Tuesday, April 11, 2017

Why should they get the court too?

Yesterday Neil M. Gorsuch was sworn in to the Supreme Court of the United States. He will serve a lifetime appointment from now until most likely at least 2048, the year he turns 80, very possibly beyond. There are two current members of the court who are older than that.
Today more than most I feel it is important to ask, why should they get the court too?
The Republicans have the House of Representatives. A prize won through the collection of state legislators to properly sequester or dilute Democratic votes in as many states as possible during redistricting. Allowing them to hold a strong and defensible majority, if not one that is entirely impenetrable to ideological disagreements, within the lower house.
Add to that the simple fact that Democratic states are more populous, while Republican states are more numerous. This means that on average, more states will send Republican Senators to Congress as their allocation is a constant two per state no matter how sparse.
This advantage in number of states has played out at the presidential level as well. Democrats have won 6 of the last 7 popular votes for president (‘92, ’96, ’00, ’08, ’12, ’16). However they have only won 4 of the last 7 Electoral College votes. To be clear, those have produced legitimate presidents as those are our rules. They could not be considered truly democratically elected though.
The Democrats are not particularly good at actually winning elections. 2016 should have been a clear indication of that. Even while indicators were pointing to a large Democratic victory, the party failed to deliver. That is made even worse by the notion that democratic ideas and policies often poll much higher than Republican ones. They are just not sold as well when the time comes. Gay Marriage, the Public Option, Marijuana legalization, supporting education, climate change, all public polls show the country siding with the Democratic platform, yet we have a Republican House, Republican Senate, Republican President.
So why should they get the court too?
Shouldn’t one branch of government actually reflect the people? Shouldn’t the minority be protected? Or majority represented? It doesn’t follow that this country should be governed by regressives trying to hold the country back from the direction which it is naturally heading.
Judge Gorsuch is not the coming of the apocalypse, he is a conservative, and some might say that it is a “conservative seat” which he sits on. That logic should not follow, just because the predecessor was a conservative, or an originalist, does not mean that the successor needs to be. If you’d like to find out if the gender of the judges should remain the same, I believe Ruth Bader Ginsburg enjoys answering that question.  The court must be allowed to evolve. It should reflect the practice of law for its own time, but it should also reflect the country for which it is interpreting those laws.

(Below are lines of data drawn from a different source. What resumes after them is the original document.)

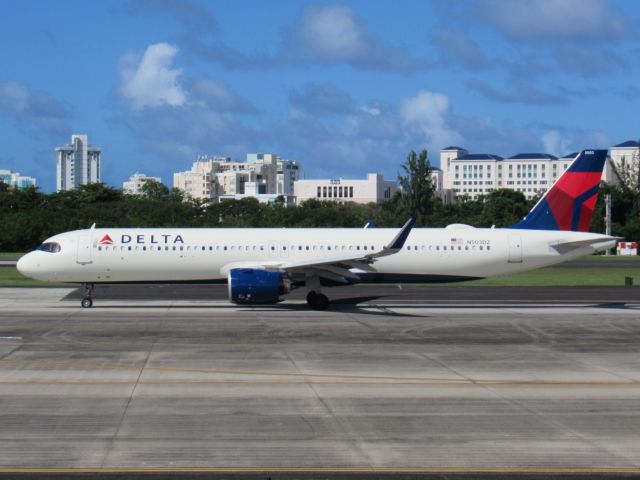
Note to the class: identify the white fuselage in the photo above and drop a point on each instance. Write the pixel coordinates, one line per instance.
(199, 255)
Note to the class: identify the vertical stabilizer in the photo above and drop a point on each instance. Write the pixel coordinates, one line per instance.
(569, 203)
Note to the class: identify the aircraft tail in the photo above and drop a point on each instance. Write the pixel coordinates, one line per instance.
(569, 203)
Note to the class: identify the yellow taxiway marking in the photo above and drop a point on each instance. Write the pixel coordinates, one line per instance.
(355, 470)
(303, 378)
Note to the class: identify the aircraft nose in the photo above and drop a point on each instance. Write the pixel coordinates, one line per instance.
(27, 265)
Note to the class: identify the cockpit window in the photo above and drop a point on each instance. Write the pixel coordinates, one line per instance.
(50, 247)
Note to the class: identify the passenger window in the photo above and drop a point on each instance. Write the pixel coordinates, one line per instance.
(49, 247)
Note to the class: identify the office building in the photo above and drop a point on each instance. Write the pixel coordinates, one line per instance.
(372, 189)
(478, 174)
(264, 176)
(15, 180)
(77, 164)
(135, 183)
(624, 160)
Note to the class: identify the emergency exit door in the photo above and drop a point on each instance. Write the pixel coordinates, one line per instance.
(515, 248)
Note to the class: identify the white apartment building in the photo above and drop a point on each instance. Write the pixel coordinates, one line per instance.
(133, 186)
(372, 189)
(264, 176)
(77, 164)
(15, 180)
(625, 157)
(473, 175)
(530, 173)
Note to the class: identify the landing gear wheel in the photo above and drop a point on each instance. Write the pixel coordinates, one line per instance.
(310, 297)
(318, 301)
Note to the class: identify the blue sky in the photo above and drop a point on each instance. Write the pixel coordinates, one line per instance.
(344, 88)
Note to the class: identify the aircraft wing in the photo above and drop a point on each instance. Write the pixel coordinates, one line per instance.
(335, 268)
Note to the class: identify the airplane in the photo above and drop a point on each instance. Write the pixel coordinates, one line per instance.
(262, 264)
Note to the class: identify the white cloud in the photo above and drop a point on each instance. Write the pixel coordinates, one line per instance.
(152, 82)
(428, 113)
(335, 33)
(553, 142)
(552, 19)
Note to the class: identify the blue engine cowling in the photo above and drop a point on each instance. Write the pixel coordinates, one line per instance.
(250, 286)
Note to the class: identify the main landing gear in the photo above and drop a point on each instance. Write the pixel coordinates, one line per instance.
(315, 298)
(87, 302)
(317, 301)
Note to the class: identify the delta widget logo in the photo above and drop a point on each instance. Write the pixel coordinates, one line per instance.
(106, 240)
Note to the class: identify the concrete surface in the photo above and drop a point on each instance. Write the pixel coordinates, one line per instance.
(158, 384)
(382, 293)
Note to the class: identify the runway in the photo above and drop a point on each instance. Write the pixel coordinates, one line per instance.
(154, 385)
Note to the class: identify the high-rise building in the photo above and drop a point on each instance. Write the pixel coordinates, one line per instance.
(15, 180)
(77, 164)
(136, 181)
(264, 176)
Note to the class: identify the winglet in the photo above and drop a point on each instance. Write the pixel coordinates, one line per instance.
(398, 242)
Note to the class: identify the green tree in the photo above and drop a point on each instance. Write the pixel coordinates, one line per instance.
(417, 186)
(154, 189)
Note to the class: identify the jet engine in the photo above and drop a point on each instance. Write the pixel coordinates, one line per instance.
(251, 286)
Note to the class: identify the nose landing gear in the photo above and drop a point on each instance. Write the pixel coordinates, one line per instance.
(87, 301)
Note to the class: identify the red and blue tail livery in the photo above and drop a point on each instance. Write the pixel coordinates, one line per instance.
(569, 203)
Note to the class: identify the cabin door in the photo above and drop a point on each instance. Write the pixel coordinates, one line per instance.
(284, 249)
(515, 248)
(83, 255)
(273, 249)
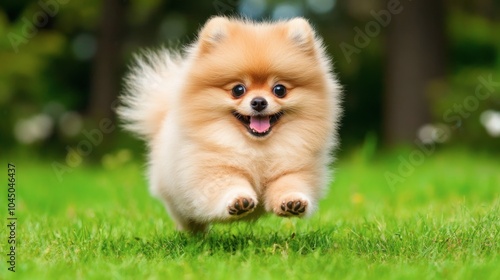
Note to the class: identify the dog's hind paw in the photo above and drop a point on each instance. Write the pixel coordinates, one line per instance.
(240, 206)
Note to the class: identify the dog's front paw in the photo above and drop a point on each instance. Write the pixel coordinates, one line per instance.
(240, 206)
(292, 205)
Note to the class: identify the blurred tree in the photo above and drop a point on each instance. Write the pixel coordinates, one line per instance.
(416, 56)
(105, 76)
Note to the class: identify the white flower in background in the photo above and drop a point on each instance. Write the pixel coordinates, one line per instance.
(434, 133)
(36, 128)
(491, 121)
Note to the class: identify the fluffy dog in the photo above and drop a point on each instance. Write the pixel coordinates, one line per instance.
(241, 123)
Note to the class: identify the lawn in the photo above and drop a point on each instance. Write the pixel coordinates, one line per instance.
(99, 222)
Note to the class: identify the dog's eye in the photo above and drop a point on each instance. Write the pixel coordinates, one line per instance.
(279, 90)
(238, 90)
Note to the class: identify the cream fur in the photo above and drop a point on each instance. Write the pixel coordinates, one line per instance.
(202, 160)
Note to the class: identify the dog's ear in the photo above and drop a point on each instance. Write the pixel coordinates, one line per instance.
(212, 33)
(301, 33)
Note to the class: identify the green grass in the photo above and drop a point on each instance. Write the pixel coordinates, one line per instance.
(100, 222)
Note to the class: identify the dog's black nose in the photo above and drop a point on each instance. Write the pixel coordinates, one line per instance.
(258, 104)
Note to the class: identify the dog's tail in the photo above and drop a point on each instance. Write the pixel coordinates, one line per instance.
(150, 87)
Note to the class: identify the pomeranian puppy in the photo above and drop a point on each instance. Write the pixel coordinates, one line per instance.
(241, 123)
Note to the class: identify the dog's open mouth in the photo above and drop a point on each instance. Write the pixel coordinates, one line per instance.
(259, 125)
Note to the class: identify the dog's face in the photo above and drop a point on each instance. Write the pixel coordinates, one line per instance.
(258, 81)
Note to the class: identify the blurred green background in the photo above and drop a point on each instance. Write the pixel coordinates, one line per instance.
(414, 72)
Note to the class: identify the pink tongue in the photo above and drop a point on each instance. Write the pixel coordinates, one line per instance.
(260, 124)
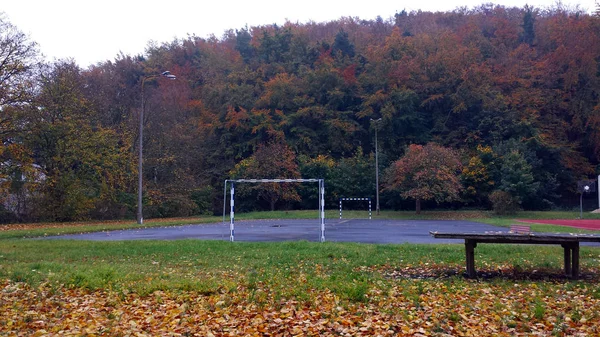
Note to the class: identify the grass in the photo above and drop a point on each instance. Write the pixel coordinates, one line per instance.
(207, 266)
(410, 284)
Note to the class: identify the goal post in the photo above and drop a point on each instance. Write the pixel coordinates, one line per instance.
(355, 199)
(232, 201)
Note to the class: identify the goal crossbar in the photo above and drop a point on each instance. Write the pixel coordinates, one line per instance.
(232, 183)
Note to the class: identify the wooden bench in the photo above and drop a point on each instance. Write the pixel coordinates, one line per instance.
(569, 242)
(520, 229)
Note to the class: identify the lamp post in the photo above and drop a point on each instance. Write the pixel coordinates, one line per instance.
(167, 74)
(376, 122)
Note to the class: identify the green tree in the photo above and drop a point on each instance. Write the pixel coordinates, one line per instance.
(427, 172)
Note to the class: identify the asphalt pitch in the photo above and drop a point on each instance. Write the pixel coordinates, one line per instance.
(351, 230)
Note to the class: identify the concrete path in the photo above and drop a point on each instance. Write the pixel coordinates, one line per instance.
(356, 230)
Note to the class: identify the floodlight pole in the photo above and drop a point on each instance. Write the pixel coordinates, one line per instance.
(376, 167)
(140, 217)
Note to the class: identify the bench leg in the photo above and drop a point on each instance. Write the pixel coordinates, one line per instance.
(567, 250)
(572, 260)
(470, 255)
(575, 263)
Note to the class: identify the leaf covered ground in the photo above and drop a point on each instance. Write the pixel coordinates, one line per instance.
(202, 288)
(408, 307)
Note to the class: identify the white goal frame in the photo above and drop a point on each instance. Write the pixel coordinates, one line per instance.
(232, 202)
(355, 199)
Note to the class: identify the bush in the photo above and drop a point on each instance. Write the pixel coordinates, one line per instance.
(503, 203)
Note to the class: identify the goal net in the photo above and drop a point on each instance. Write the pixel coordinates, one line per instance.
(355, 199)
(233, 182)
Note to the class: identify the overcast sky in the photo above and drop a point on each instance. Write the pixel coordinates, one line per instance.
(92, 31)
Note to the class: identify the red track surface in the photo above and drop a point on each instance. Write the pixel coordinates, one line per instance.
(584, 224)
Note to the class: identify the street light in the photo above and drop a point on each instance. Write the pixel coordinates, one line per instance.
(170, 76)
(376, 167)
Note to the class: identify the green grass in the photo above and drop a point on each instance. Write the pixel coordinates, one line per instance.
(289, 268)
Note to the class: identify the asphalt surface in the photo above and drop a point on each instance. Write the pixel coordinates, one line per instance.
(355, 230)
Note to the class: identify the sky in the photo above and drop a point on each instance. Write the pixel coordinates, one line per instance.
(92, 31)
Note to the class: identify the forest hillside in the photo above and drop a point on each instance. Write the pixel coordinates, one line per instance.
(512, 92)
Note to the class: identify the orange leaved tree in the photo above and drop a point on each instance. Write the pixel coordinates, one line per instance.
(272, 161)
(429, 172)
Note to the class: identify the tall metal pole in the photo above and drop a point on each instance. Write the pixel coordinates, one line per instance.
(168, 75)
(141, 144)
(376, 174)
(376, 122)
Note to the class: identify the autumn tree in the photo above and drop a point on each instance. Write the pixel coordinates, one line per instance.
(272, 161)
(19, 62)
(83, 163)
(428, 172)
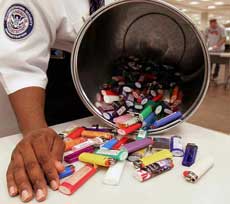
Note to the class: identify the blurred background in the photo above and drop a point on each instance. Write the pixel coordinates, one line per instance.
(214, 112)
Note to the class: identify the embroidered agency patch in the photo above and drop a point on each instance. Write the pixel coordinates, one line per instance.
(18, 22)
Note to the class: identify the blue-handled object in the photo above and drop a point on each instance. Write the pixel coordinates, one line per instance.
(168, 119)
(69, 170)
(110, 144)
(190, 154)
(149, 121)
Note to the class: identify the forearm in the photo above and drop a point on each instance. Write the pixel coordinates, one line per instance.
(28, 105)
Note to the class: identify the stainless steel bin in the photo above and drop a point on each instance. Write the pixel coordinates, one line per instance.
(140, 27)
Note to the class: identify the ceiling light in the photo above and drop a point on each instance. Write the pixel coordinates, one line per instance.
(194, 2)
(219, 3)
(211, 7)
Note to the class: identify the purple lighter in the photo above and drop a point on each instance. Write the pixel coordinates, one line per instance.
(73, 157)
(137, 145)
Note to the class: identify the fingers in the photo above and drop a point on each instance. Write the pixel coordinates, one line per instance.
(57, 152)
(46, 162)
(20, 178)
(33, 171)
(12, 187)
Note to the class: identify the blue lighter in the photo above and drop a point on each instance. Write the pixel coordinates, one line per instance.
(190, 154)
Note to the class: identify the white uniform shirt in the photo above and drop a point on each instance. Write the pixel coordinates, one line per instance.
(54, 24)
(213, 36)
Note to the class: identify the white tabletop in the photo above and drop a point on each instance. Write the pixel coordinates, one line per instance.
(213, 188)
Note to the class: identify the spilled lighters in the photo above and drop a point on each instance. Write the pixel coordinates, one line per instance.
(153, 170)
(95, 159)
(71, 184)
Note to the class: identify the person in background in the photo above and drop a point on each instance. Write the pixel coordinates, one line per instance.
(29, 29)
(215, 37)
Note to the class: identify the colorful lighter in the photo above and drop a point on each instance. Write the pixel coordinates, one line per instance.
(161, 155)
(73, 157)
(190, 154)
(176, 146)
(199, 169)
(69, 143)
(135, 156)
(168, 119)
(88, 143)
(121, 142)
(137, 145)
(146, 112)
(70, 185)
(153, 170)
(69, 170)
(149, 121)
(161, 143)
(142, 134)
(92, 134)
(67, 131)
(109, 144)
(122, 119)
(115, 154)
(96, 159)
(128, 130)
(76, 133)
(114, 173)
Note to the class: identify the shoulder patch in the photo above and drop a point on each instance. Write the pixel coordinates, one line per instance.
(18, 22)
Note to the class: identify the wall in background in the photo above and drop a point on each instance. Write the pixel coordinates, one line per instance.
(8, 123)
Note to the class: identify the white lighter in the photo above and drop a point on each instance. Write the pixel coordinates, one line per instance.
(113, 174)
(198, 169)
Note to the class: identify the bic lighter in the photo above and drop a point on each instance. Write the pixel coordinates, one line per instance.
(158, 156)
(96, 159)
(71, 184)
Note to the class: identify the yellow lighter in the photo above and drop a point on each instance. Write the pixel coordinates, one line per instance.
(92, 134)
(161, 155)
(96, 159)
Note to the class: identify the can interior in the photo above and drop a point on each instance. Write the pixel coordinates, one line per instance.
(142, 28)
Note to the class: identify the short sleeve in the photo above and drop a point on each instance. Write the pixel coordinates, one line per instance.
(25, 45)
(223, 32)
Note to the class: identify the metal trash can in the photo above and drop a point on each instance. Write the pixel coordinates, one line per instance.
(140, 27)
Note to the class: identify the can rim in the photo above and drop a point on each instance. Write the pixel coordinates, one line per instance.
(76, 79)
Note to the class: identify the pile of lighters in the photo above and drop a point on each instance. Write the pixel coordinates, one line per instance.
(140, 94)
(103, 147)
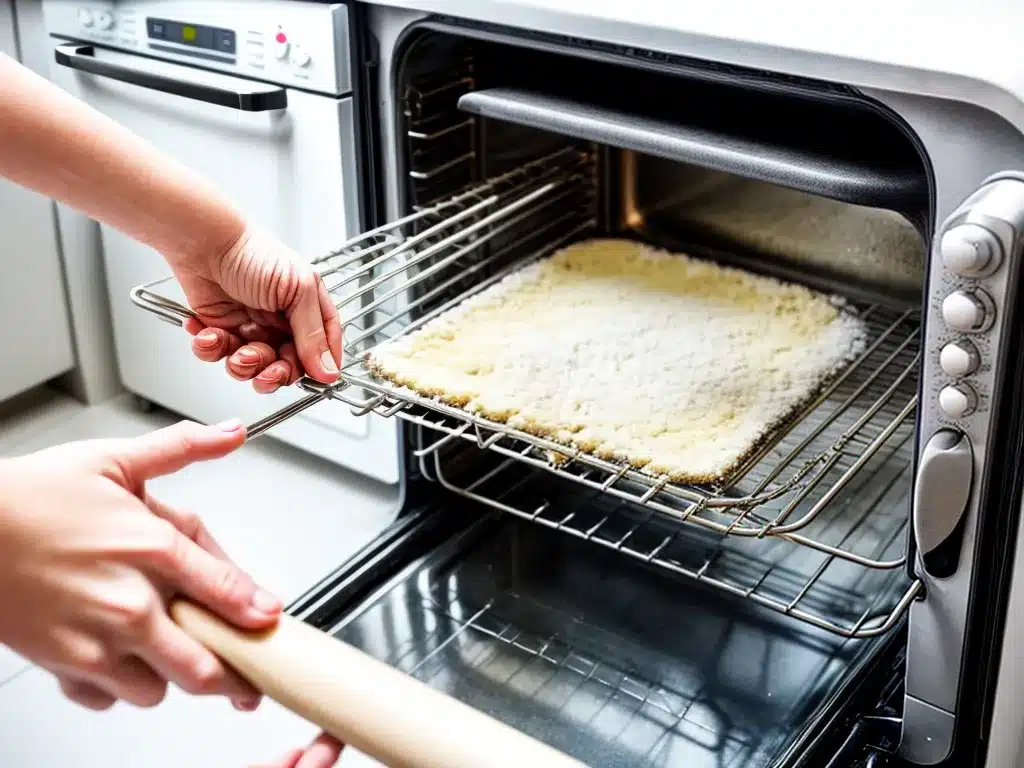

Just because Justice Scalia may have liked the person who replaced him, does not mean that we owe it to him to have Judge Gorsuch on the court. The country deserves to have a Justice that will dispense justice in a way that it recognizes.

Saturday, April 8, 2017

The Atlantic reminds us all to rise above controversy

            Ian Bogost writes in The Atlantic that “Pepsi’s New Ad is a Complete Success.” By all conventional standards he would be wrong. The ad was likely not cheap to produce and could only be aired for all of a day before getting attacked so thoroughly that they could not get value out of it before getting pulled. He is also more right than anyone else who has weighed in on this controversy.

            Pepsi has created something not meant to actually be an advertisement but a stunt. Bogost does an excellent job of breaking down how this is more an act of capitalism than politics. How we are treated by corporations reveals their ideological bent, consumerism first everything else second.

            The article politely brings you the realization that whether outraged or not, you are playing in to the trap that Pepsi has set for you. It does not lay out the trope of not thinking of a purple elephant, though it could easily be excused if it did. Bogost even calls himself out for being part of the machine that has eaten the controversy and allowed it to live out its lifecycle.

            Universalized, the message is much more profound. We live in a time of great outrage. There are things happening within our political and social spheres that are worthy of outrage. We are inundated by all sorts of things that could make us angry. Everyone knows that the superlative emotions get the clicks. Which is why no one does anything that you will think is generally kind of neat, they do things that will totally blow you away. We live with our whole lives on max outrage. Which is why we can be at full breath screaming that the president of Syria is gassing his own citizens, but what wins the news cycle is a cola ad. Why? Well Middle East politics are a tricky mine field of terrible choices and less than ideal allies. Going full blast at a cola company is something we can change today. (Also, land mines are still totally a thing, which we might be rid of by 2025 but I wouldn’t count on it.)

            The lesson here though is we need to focus on the decisions and the policy behind things. Pepsi wanted you to be mad, or to be mad at the people who were mad, so we would all be talking about them. Did it work? Sure. Did we spend our time well? Depends how you define it. Yes we managed to take down a tone deaf ad. But we still didn’t fix the issues that the protests the ad was parodying were about to begin with. So in a week when we should have been teaching ourselves about infrastructure, and whether or not it’s racist (hint: kinda), we something something omg Kendall Jenner.

            So please stop being outraged, calm down enough to decide what matters, and choose to care about it. And even if you do get taken in by something from the outrage machine, at least be honest with yourself that you are being frivolous. If we admit it, then later we can go back to what really matters.